Other Business Developments during the year
- 5 successful Go-Lives during the fourth quarter of fiscal 2020 and 37 total go-lives for the full fiscal 2020.
- Acquisition of Inspro Technologies, a Philadelphia based insurance software business. The transaction had closed on April 1, 2020.
- The company was named a Leader by Gartner in the September 2019 Magic Quadrant for P&C Core Insurance Platforms, North America.
- New deal wins, upgrades and expansions for the fourth quarter fiscal 2020 included:
- A tier 1 insurance carrier implementing Majesco Billing
- A global tier 1 insurance carrier selected Majesco for their core solution
- A longtime customer of Majesco expanded its scope with Majesco adding Digital 1 st and upgrading to latest version transitioning to the cloud model
- A global tier 1 insurance company continued its expansion with Majesco’s core solutions to additional specialty lines of business
- A global tier 1 insurance company expanded its implementation of Majesco’s core solutions to additional countries and lines of business
Key Revenue Contributors
(Source: Business Quant)
- An addition of 8 new clients was made organically for the year.
- Professional services revenues decreased to $84.7 million, down by 10.7% over the previous year.

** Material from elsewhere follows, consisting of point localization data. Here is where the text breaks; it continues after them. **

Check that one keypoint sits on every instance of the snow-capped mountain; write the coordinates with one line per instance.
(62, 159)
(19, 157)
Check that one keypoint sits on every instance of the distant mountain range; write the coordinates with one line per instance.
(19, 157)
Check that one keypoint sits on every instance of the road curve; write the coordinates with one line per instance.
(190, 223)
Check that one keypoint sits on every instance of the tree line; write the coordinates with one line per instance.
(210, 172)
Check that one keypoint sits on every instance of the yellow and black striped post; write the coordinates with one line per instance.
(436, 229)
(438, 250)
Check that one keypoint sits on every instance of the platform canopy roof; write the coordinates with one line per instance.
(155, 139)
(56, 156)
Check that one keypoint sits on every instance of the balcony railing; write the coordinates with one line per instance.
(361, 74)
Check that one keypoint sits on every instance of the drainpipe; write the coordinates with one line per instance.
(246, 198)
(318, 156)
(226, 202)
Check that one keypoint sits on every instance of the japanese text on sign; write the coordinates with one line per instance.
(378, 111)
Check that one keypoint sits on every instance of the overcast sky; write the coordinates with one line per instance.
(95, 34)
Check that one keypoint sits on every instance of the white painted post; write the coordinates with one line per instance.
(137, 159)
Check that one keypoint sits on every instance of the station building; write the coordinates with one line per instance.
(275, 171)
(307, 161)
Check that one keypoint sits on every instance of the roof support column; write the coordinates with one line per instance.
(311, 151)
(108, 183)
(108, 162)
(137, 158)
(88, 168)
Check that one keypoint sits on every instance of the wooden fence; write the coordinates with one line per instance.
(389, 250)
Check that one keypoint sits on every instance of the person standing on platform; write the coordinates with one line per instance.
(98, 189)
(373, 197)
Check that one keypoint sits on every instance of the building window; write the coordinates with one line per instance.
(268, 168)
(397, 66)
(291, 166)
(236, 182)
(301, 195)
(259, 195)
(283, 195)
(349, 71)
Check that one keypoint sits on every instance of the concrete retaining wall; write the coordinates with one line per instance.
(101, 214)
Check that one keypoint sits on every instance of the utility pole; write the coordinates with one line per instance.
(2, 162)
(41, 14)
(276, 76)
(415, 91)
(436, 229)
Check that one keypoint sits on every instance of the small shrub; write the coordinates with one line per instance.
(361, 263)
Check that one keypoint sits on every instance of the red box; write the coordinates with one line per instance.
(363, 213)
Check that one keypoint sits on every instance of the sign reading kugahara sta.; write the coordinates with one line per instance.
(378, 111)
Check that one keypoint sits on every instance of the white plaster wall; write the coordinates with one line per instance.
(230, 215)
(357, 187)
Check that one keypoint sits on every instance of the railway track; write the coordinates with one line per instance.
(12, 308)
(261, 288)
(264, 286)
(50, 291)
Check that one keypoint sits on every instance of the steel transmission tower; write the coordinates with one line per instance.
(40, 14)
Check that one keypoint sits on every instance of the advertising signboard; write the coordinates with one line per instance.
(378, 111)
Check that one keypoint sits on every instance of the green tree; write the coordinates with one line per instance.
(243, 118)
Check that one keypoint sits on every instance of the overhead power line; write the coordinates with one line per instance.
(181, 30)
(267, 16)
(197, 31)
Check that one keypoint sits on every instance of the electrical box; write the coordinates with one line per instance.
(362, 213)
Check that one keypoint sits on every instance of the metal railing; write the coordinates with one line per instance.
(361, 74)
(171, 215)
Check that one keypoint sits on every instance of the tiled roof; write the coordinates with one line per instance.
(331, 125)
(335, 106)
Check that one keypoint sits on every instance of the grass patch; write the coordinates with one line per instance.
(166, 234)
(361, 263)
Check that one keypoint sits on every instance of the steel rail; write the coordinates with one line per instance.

- License, subscription, and maintenance revenue (product revenue) amounted to $61.8 million, an increase by 33.2% over previous year. This contributed to 42.2% of the total revenue for the fiscal year.
Q4 Financial Highlights
- Net Income was recorded $3.6 million. And $0.08 per diluted share.
- Revenue from operation was recorded at $37.9 million as compared to $37.2 million the previous year.
- Gross Profit earned was $18.2 million (48.1% of revenue), an increase from $18 million (48.5% of revenue) of last year.
- Research and development (R&D) expenses amounted to $4.4 million (11.7% of revenue).
- Selling, general and administrative (SG&A) expenses were $10.6 million (28.0% of revenue).
- Adjusted EBITDA was $5.1 million (13.5% of revenue).
“While it may be premature and difficult to predict the business impact due to the unprecedented environment caused by the COVID-19 crisis, we believe customers are likely to shift focus and investment, and move to cloud and digital experience platforms, automation, efficiency and modernization.”
“We remain confident in our strategy, committed to its execution and believe we have the right platform in place to handle the near-term challenges associated with COVID-19, while continuing to pursue long-term growth opportunities.”- Press release
In the current market scenario the company aims to move forward through digital avenues. New innovations that would be more consumer friendly in the lock downs are being looked at. The company has been able to perform well even through the outbreak of the pandemic. The company has stable earnings to sustain itself in the market and invest in new opportunities.
For existing investors it is a stock to hold onto for the time period and for new investors it is a good option to invest in. The company has stable financials through which it is able to cover all of its expenses and debt obligations.